Он встал. Но она сидела.
– Вы не удостоиваете смертных снизойти до них, взглянуть на их жизнь, живете олимпийским неподвижным блаженством, вкушаете нектар и амброзию – и благо вам!
– Чего же еще: у меня все есть, и ничего мне не надо…
Она не успела кончить, как Райский вскочил.
– Вы высказали свой приговор сами, кузина, – напал он бурно на нее, – «у меня все есть, и ничего мне не надо»! А спросили ли вы себя хоть раз о том: сколько есть на свете людей, у которых ничего нет и которым все надо? Осмотритесь около себя: около вас шелк, бархат, бронза, фарфор. Вы не знаете, как и откуда является готовый обед, у крыльца ждет экипаж и везет вас на бал и в оперу. Десять слуг не дадут вам пожелать и исполняют почти ваши мысли… Не делайте знаков нетерпения: я знаю, что все это общие места… А думаете ли вы иногда, откуда это все берется и кем доставляется вам? Конечно, не думаете. Из деревни приходят от управляющего в контору деньги, а вам приносят на серебряном подносе, и вы, не считая, прячете в туалет…
– Тетушка десять раз сочтет и спрячет к себе, – сказала она, – а я, как институтка, выпрашиваю свою долю, и она выдает мне, вы знаете, с какими наставлениями.
– Да, но выдает. Вы выслушаете наставления и потом тратите деньги. А если б вы знали, что там, в зной, жнет беременная баба…

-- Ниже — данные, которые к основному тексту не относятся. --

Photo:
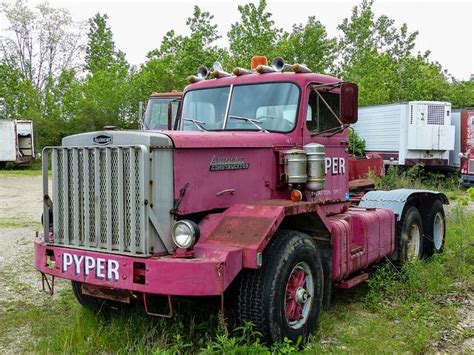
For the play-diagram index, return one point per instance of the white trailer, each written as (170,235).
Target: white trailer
(408,133)
(16,142)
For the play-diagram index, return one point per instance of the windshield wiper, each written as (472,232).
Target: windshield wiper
(250,120)
(198,124)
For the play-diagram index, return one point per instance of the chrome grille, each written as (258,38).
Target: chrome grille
(436,115)
(98,198)
(470,168)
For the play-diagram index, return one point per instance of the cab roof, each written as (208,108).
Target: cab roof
(166,94)
(300,79)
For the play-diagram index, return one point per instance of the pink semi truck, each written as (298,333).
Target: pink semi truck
(250,193)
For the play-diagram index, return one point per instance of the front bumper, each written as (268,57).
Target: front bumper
(467,180)
(208,273)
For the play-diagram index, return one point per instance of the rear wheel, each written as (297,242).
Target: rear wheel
(435,228)
(283,298)
(410,236)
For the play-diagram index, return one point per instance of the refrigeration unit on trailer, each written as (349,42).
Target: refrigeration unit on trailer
(408,133)
(462,157)
(16,142)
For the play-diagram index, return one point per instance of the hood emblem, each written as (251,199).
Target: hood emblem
(227,163)
(102,139)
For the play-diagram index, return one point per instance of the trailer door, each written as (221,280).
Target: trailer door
(7,141)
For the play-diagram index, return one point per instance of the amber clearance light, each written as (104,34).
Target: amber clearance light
(296,196)
(258,60)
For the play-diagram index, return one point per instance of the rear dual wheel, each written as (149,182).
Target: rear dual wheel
(410,236)
(283,298)
(419,239)
(435,228)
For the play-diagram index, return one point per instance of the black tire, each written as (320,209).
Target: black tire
(410,236)
(93,303)
(435,229)
(262,294)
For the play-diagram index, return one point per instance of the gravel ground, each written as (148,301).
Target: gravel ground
(21,202)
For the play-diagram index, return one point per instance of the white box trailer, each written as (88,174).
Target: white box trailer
(16,142)
(408,133)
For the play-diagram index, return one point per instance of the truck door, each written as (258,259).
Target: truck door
(324,128)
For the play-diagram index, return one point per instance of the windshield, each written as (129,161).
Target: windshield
(270,106)
(156,114)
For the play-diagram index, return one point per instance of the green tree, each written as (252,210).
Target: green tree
(255,34)
(40,43)
(178,56)
(103,99)
(461,93)
(309,44)
(100,50)
(378,57)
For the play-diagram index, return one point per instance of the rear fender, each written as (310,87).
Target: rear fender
(250,227)
(398,200)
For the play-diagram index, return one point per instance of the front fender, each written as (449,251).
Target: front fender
(249,227)
(396,199)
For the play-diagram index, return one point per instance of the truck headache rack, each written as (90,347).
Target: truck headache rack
(98,195)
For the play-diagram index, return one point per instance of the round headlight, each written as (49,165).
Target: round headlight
(185,234)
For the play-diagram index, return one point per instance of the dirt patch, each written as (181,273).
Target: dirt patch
(20,283)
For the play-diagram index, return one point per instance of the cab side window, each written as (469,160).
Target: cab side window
(319,117)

– Cousin! – с ужасом попробовала она остановить его, но это было не легко, когда Райский входил в пафос.
– Да, а ребятишек бросила дома – они ползают с курами, поросятами, и если нет какой-нибудь дряхлой бабушки дома, то жизнь их каждую минуту висит на волоске: от злой собаки, от проезжей телеги, от дождевой лужи… А муж ее бьется тут же, в бороздах на пашне, или тянется с обозом в трескучий мороз, чтоб добыть хлеба, буквально хлеба – утолить голод с семьей, и, между прочим, внести в контору пять или десять рублей, которые потом приносят вам на подносе… Вы этого не знаете: «вам дела нет», говорите вы…
На ее лицо легла тень непривычного беспокойства, недоумения.
– Чем же я тут виновата и что я могу сделать? – тихо сказала она, смиренно и без иронии.
– Я не проповедую коммунизма, кузина, будьте покойны. Я только отвечаю на ваш вопрос: «что делать», и хочу доказать, что никто не имеет права не знать жизни. Жизнь сама тронет, коснется, пробудит от этого блаженного успения – и иногда очень грубо. Научить «что делать» – я тоже не могу, не умею. Другие научат. Мне хотелось бы разбудить вас: вы спите, а не живете. Что из этого выйдет, я не знаю – но не могу оставаться и равнодушным к вашему сну.
– А вы сами, cousin, что делаете с этими несчастными: ведь у вас есть тоже мужики и эти… бабы? – спросила она с любопытством.
– Мало делаю, или почти ничего, к стыду моему или тех, кто меня воспитывал. Я давно вышел из опеки, а управляет все тот же опекун – и я не знаю как. Есть у меня еще бабушка в другом уголке – там какой-то клочок земли есть: в их руках все же лучше, нежели в моих. Но я по крайней мере не считаю себя вправе отговариваться неведением жизни – знаю кое-что, говорю об этом, вот хоть бы и теперь, иногда пишу, спорю – и все же делаю. Но, кроме того, я выбрал себе дело: я люблю искусство и… немного занимаюсь… живописью, музыкой… пишу… – досказал он тихо и смотрел на конец своего сапога.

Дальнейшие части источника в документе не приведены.